Troubleshoot Your Integration with Aruba ClearPass
SUMMARY Troubleshoot issues using Aruba ClearPass to handle authentication/authorizations for your network.
This topic provides some tips for troubleshooting in ClearPass. For up-to-date information about ClearPass, see the ClearPass support site.
Access Tracker
In Aruba ClearPass, go to Monitoring > Access Tracker and check for authentication failures. Look for authentication requests by using either the username or MAC address, based on the type of authentication that you're using.
If there's no request in the Access Tracker for the MAC Address or username, go to the Event Viewer.
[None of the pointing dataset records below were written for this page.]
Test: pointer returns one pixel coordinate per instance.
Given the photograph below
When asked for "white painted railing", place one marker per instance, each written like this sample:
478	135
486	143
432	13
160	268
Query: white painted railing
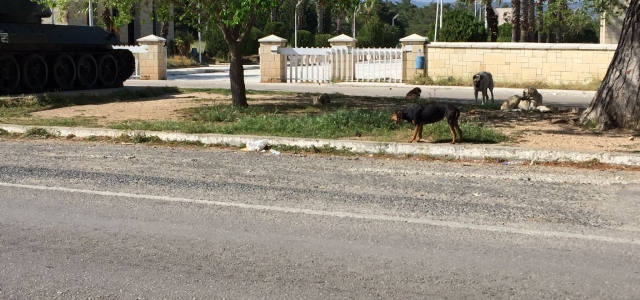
378	64
136	50
343	64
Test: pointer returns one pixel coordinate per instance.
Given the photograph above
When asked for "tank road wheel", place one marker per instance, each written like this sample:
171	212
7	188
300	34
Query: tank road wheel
34	72
87	70
9	74
108	70
64	71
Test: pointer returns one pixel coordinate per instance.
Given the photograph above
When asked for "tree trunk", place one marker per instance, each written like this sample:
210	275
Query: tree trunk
515	21
617	102
236	76
492	21
550	34
539	6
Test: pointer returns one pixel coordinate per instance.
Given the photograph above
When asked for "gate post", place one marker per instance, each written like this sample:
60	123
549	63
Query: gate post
153	63
411	46
273	66
348	60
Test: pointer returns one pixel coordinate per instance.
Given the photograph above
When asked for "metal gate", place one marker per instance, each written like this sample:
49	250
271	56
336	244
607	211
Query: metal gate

See the Event Viewer: NAD and Shared Secret Errors section of this topic.
If the MAC Address or username is in the Access Tracker but the Login Status is REJECT, open the request and navigate to the Alerts tab to see the reject reason.
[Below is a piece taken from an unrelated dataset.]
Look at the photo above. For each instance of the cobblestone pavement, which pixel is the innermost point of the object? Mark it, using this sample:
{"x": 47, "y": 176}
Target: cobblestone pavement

For help with various reject reasons, see the Reject Reasons section of this topic.
Reject Reasons
The possible reasons for a reject are:
Service categorization failed—The incoming request on the ClearPass is not categorized under any service that is configured for the SSID that the user is trying to connect to. Make necessary corrections in the service rules under Configuration > Services > Select the configured service.
-
User not found—This error means that the user is not listed in the configured Authentication Source in the service. See if the appropriate source (Static Host lists, Local User Repository, Guest User Repository, Endpoints Repository, or Active Directory) is added in the service.
-
Cannot select appropriate authentication method—This error appears when the wrong authentication method is added in the service. For MAC authentication, the method should be either [MAC AUTH] or [ALLOW ALL MAC AUTH]. For dot1x, it should be [EAP PEAP], [MSCHAPv2] when username and password are used, [TLS] when certificate based authentication is required, and [PAP] when guest authentication is being performed. Also check the supplicant profile on the client device for dot1x authentications and make sure that it is configured for the correct authentication method and authentication mode.
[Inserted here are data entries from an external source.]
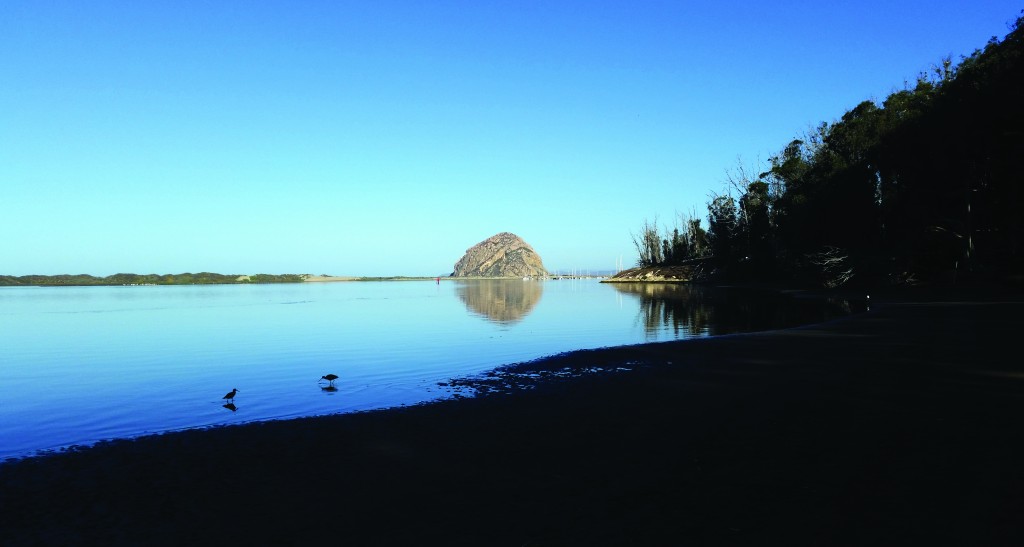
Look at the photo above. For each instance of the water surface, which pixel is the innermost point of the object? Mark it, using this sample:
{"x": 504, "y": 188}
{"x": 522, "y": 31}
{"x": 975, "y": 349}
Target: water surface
{"x": 84, "y": 364}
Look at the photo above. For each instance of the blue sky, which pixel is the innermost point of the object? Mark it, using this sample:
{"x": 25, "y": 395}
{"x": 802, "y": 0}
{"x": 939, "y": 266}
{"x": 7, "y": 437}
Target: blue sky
{"x": 379, "y": 138}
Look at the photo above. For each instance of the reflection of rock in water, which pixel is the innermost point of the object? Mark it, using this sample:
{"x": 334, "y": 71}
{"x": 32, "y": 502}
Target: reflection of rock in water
{"x": 501, "y": 300}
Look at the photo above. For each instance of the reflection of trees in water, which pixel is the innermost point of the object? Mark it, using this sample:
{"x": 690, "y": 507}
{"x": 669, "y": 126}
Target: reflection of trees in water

Cannot send request to policy server—This error appears if the policy service is not running on the server. To check the status, go to the CLI and enter the command
service status all
.Logon failure—This error means that the user provided an incorrect password.
Reading winbind reply failed.
This error can be due to two different reasons:
-
ClearPass is not added to the AD Domain. Go to Administration > Server Manager > Server Configuration, and then select the server.
-
-
There is a delay in the response from the AD. This can be verified by clicking the Show Logs button on the Access Tracker request. The delay should be less than 500 ms. Check on the AD side to see why there is a delay in sending the response.
Event Viewer: NAD and Shared Secret Errors
If there is no request in the Access Tracker for the MAC or username, navigate to the Event Viewer and look for any events in the Authentication category. If so, open the errors and investigate further.
-
Request from Unknown NAD—For this error, navigate to Configuration > Network > Devices and check if the IP address/subnet or IP range for the APs is added and the correct vendor is selected. Make corrections as needed.
-
Shared secret is incorrect—Make sure that the correct shared secret is configured on both the AP and the server.
If there are no events in the Event Viewer, check the reachability from the AP to the RADIUS server.